Women often undergo carrier screening via blood test or cheek swab either before getting pregnant or during the first trimester. This is usually screening for carrier status for autosomal recessive disorders. You will often have the option of screening for chromosome disorders during the first trimester via fetal ultrasound and a blood test, usually when you are between 11 and 13 weeks pregnant.

During the second trimester, at around 18 to 20 weeks, women typically undergo another ultrasound scan to check for major physical defects. Regardless of whether you undergo any of the earlier screening options, this ultrasound is recommended. All of these tests will help determine the risk for certain genetic birth defects and disorders.
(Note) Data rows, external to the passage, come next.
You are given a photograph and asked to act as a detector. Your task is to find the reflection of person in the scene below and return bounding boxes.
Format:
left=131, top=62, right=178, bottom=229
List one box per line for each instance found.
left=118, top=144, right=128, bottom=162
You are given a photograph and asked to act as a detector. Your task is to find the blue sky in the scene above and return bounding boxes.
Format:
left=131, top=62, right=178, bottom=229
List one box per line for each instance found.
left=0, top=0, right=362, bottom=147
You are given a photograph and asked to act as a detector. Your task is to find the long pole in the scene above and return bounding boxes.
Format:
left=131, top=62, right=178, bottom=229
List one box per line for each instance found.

If you prefer not to opt for the first trimester screening or your provider counsels you against it due to certain risk factors, you can choose a prenatal cell-free DNA screening for your first- and second-trimester screenings. This involves a blood test (taken from the mother) that looks at fetal DNA in the mother’s blood and chromosome imbalances in the fetus itself. This kind of screening can be done from 10 weeks on.
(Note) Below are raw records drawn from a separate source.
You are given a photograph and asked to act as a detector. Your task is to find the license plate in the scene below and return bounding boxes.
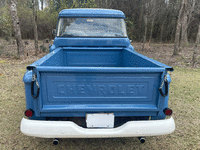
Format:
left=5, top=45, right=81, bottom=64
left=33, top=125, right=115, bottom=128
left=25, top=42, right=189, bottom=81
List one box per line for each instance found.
left=86, top=113, right=114, bottom=128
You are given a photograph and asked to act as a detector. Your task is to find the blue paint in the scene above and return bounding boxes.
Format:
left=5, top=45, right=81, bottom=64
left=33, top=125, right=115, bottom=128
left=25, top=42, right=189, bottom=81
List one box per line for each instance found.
left=24, top=9, right=173, bottom=120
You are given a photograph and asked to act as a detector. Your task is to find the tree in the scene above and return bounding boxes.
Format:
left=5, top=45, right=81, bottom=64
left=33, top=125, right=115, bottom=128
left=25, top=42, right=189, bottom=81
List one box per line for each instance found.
left=173, top=0, right=185, bottom=55
left=192, top=23, right=200, bottom=66
left=32, top=0, right=38, bottom=56
left=10, top=0, right=24, bottom=58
Based on the results of whichever screening test(s) you choose, a risk number is assigned to each possible disorder, which helps determine whether diagnostic tests should be run. If you and your partner are both carriers for a particular gene for a disorder, there is a 25 percent chance that your child will be born with that condition.

Diagnostic tests, such as chorionic villus sampling and amniocentesis, are done on cells from the fetus or placenta, and can determine if your baby actually has a disorder that may have been indicated in a screening test. These are most often given if a screening test indicates the fetus is at risk for a disorder, though any woman can request them.
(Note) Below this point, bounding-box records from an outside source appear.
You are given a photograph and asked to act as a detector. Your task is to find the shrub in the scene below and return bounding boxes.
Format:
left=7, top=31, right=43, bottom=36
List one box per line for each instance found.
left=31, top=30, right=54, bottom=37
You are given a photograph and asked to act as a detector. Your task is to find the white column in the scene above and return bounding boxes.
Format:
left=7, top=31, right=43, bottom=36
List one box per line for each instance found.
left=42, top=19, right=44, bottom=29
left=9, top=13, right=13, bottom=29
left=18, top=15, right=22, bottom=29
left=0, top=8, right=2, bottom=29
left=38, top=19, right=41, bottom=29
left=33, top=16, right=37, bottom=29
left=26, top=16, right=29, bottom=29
Chorionic villus sampling is performed during the first trimester to determine whether the fetus has 46 chromosomes, the normal number. This test will determine if your child will have certain birth defects or other genetic conditions. Amniocentesis is most often performed between weeks 15 and 20 of pregnancy, though there are some cases when it’s done earlier or later. Amniocentesis can also determine whether the fetus has 46 chromosomes, the normal number. Both tests can also determine if the fetus is affected with an autosomal recessive disorder for which both parents are carriers. Amniocentesis can also detect open neural tube defects, such as spina bifida.

Both of these diagnostic tests are invasive outpatient procedures and carry a small risk for miscarriage (less than one in 900 for both procedures). Your doctor can provide more details should these be something you choose to pursue.

Who Should Be Tested

While screening is optional, you may want to seriously consider it if you are a member of certain racial/ethnic groups that are genetically at higher risk for certain disorders:

  • Those of European Caucasian descent (cystic fibrosis)\
  • Those of Ashkenazi Jewish descent (cystic fibrosis and Tay-Sachs)
  • African-Americans (sickle cell disease and thalassemia)
  • Those of Mediterranean descent (sickle cell disease and thalassemia)
  • Those of Southeast Asian descent (thalassemia)
  • French Canadians (cystic fibrosis and Tay-Sachs)
  • Women of advanced maternal age (Down syndrome)

The Role of a Genetic Counselor

If tests indicate that your baby is at high risk for or has a condition or birth defect, you will likely be referred to a genetic counselor, who can help you and your partner make decisions about a pregnancy. The counselor will explain what the results mean, what each disorder is, and what to expect if your baby has a particular condition. Genetic counselors can also help you make decisions about when additional testing will be done (during or after the pregnancy). If testing indicates a problem, the genetic counselor can become an important part of your pregnancy team.

While genetic disorders and birth defects aren’t typical, they do happen. By getting screened early, you can better prepare, and in some cases, even help your baby have a healthier future.